I just got off a flight where a bunch of new recruits in the Army were heading to boot camp.  I was standing behind one of them while we boarded and looked over her backpack – it was shiny and sparkly!  I looked down at her work boots and fatigues and they were brand spanking new.  When she boarded, she was pulled aside by the flight attendant, who gave her a seat up in First Class.  She was THRILLED!  A couple of her buddies were upgraded and they were totally thrilled – it was really cute to watch!

The SECOND – and I mean the second! – she sat down in the comfy seat, she fell asleep.  Like really asleep asleep – the kind where you can’t control your neck and your head keeps bobbing all around and you don’t even care!  At one point we had a little turbulence (I’m never happy about that!) and she looked sleepy at her friend and said, “I’m sooooooo tired.”  He laughed really loud and teasingly said, “Girl, we haven’t even GOTTEN there and you’re exhausted!!  You don’t stand a chance!”  She laughed and said, “You’re probably right.”  And promptly fell right to sleep again.

And that got me thinking…

This young lady just joined the Army – and before she even got there, she’s exhausted.  She’s young, in good physical shape I’m assuming and certainly motivated to do what she’s doing.  But she’s already tired.  She lacks stamina.  But soon she’ll be able to live off of less sleep and survive with a ton more of physical demands than she’s probably used to.  She’ll adapt.

Adapting to your environment and learning to incorporate more difficult tasks or very challenging schedules is what naturally happens the longer you do it.  That’s how stamina is built – steady pressure across time.

I was working with a group of folks recently and we were creating their plan of action for the Common Core – it was a three year plan that would definitely take stamina and skill to carry out.  But they were poised to do just that – even if they didn’t THINK they were!  No fewer than four people came up to me in the first two hours (we had barely jumped into analyzing the complexity of the standards at every grade level) and said something like this, “Now you know, our (Special Ed/Title/High poverty) kids just aren’t going to be able to do this, so what is our plan for them?”

Hmmm.  Really?

So my answer was, “The same plan as everyone else!”  (Needless to say, that response went over like a lead balloon…I’m sure you can imagine)

They were already looking for a reason or confirmation that somehow the increased expectations of the Common Core were ridiculous.  And that’s just plain not true!

I have a friend of mine that passed this information onto me – I just had to share it because it made so much sense!

You know, our struggling reader or economically disadvantaged students don’t stand much of a chance with our current testing system.  (I’m sure I’m preaching to the choir here)  They didn’t stand a chance because so many of the questions on those tests were based upon background knowledge and prior experience.  And not all kids have either of those!  There are fully capable and brilliant guys and gals in our systems that JUST HAVEN’T BEEN EXPOSED to culture, travel, foods or people from outside of their five block radius.  Because of this fact, they will struggle on those tests.

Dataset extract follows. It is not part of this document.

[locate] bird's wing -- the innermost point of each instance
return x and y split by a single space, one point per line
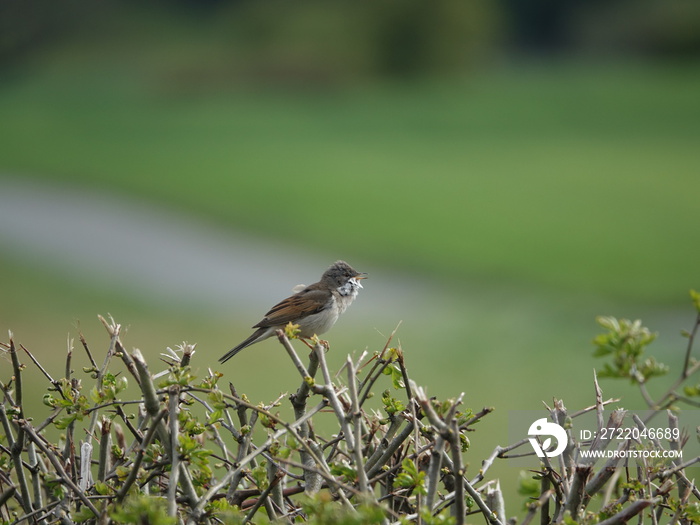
308 301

But with the advent of the Common Core and its emphasis on text-dependent questioning and responses, they will stand a chance.  Here’s why: With text dependent questions that require text-dependent responses, kids will rely on THE TEXT to provide them information.  Yes, they’ll have to infer (which is no easy task) and yes they’ll have to learn to evaluate the text in ways that they haven’t before (which is certainly not an easy task), BUT they won’t have had to travel to Spain or France to answer the questions.  The root of the questions and their correct and complete answers is right there in the text.

The other way that struggling kids will stand a chance in relation to their higher performing counterparts is that EVERYONE is in struggle mode –simply because the complexity of the tasks that we’ll complete in Common-Core aligned work is increased ten-fold.  And there are very few students that are currently working at the level that the Common Core demands.

The playing field has been leveled.  And it’s about time.

I’m really excited about the idea of a level playing field.  It’s about time, isn’t it?